Agaves collected from the wild were an important source of food for Native Americans for thousands of years. However, in the 1980s archaeologists discovered that large areas of agave especially Agave murpheyi had been cultivated by the Hohokam people in the Tucson Basin, near the city of Marana. Seventy–eight square kilometers (almost 20,000 acres) of former agave fields have been discovered mostly between Phoenix and Tucson indicating that the agave was a major source of food for the Hohokam who numbered in the tens of thousands. Undoubtedly many other fields have been destroyed or are undetected by archaeologists.

Agave was cultivated by the Hohokam in the desert of the Tucson basin in rocky areas above the floodplain of the Santa Cruz river where more water-dependent crops were grown. The Hohokam planted agave in rockpiles about 5 ft across and 2 ft high. The pile of rocks around the base of the agave plant act as a mulch to help preserve moisture and prevent rodent predation. Check dams and contour terraces help channel the runoff from precipitation to the agave plants. About one-tenth of the Hohokam agave plants flowered each year and were harvested. The fields are dotted with the remains of large roasting pits for the agave. Rockpile cultivation began about 600 AD. Large-scale production characterized the classic period of Hohokam culture from 1150 to 1450.

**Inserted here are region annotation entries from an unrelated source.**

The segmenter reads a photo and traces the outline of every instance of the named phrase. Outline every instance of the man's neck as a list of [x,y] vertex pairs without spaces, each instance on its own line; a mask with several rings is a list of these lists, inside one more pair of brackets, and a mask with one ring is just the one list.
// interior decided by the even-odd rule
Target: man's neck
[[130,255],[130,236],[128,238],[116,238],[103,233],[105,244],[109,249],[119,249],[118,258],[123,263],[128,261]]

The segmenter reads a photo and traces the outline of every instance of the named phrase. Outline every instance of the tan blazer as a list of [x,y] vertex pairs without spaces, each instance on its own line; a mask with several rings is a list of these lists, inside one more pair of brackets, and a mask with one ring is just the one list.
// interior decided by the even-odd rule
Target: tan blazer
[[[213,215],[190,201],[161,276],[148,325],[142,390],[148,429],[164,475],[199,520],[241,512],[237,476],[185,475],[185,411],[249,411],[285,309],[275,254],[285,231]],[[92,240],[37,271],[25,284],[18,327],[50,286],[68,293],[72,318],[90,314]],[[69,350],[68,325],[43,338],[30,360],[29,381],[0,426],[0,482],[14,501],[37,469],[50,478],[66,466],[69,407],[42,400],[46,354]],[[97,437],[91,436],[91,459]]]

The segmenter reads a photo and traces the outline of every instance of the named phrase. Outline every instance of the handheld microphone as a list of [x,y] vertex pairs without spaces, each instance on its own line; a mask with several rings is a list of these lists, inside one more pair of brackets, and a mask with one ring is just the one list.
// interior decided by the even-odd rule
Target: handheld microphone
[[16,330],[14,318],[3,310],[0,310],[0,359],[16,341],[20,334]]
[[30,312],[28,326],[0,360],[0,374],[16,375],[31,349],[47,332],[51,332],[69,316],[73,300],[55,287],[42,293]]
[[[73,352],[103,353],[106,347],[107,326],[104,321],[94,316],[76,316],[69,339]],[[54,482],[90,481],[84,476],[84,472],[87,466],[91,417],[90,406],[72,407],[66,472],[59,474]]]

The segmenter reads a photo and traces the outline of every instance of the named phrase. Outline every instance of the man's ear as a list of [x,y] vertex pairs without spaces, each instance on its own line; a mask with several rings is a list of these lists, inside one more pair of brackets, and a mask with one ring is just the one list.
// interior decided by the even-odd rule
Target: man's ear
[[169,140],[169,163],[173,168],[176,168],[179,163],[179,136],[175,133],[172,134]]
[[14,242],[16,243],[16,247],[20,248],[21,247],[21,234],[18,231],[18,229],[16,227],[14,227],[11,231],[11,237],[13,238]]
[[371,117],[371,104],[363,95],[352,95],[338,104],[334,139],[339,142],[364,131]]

In one representative area, Marana, cultivation totalled 485 ha. The production of agave in Marana is estimated to have been sufficient to provide 20% of the daily caloric needs of 775 people and the daily protein needs of 550 people. Moreover, because of its hardiness and low demand for moisture the agave was probably a very reliable crop in the drought-prone desert.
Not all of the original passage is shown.